A biography narrates the story of a life whereas the idea of a memoir that the concept of this exhibition mediates tells a story from a life. It is a snapshot of an instantaneous vision and a piece of incomplete and unpublished writing, whose author might revisit it in the future to assemble a more finished version or simply leave it as it is.
From ancient scribbles on stone, walls and pottery to contemporary memos accumulated on electronic devices, each one of us develops and demonstrates at some point the need to contain and compress a feeling or an idea in the form of writing. It is the prerequisite of esoteric expression, initially on a strictly personal and then, sometimes, on an inter-personal level.
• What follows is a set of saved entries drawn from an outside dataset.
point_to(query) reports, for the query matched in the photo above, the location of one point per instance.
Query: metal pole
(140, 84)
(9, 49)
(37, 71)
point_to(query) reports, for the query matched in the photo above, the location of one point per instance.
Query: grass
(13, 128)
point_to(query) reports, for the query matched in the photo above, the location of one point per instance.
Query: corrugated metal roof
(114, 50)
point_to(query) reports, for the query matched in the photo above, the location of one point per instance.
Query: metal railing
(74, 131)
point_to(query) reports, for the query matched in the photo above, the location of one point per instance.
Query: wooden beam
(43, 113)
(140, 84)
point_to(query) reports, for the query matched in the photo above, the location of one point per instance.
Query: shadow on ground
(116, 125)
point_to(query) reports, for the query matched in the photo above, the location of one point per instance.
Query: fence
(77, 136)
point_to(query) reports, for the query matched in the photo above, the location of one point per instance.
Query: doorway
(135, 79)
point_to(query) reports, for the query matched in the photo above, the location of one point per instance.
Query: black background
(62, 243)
Coded language echoes a significant aspect of documenting everyday life. Exercising an aesthetically curious and estranging mode of recording information can oftentimes lead to the abstract resource of undeciphered memoirs. Encrypted fragments of personal notations bewilder us with the illusive quality of memory and are destined to be turned –amongst others– into works of art allowing us to access a deeper realm of reality beyond the objective concealed interpretation of each symbol. Not being able to understand the bricolage of data that expand before our eyes, we turn towards its visual texture that consequently harnesses the power of hidden meaning.
Curator Kostas Prapoglou invites each of the four artists to turn into a memorialist and present their take on the transformative and reflective power of writing, orchestrating a noetic stratification of experiences and emotions. Every work on display comes to terms with our own past and finds its place within the contemporary world.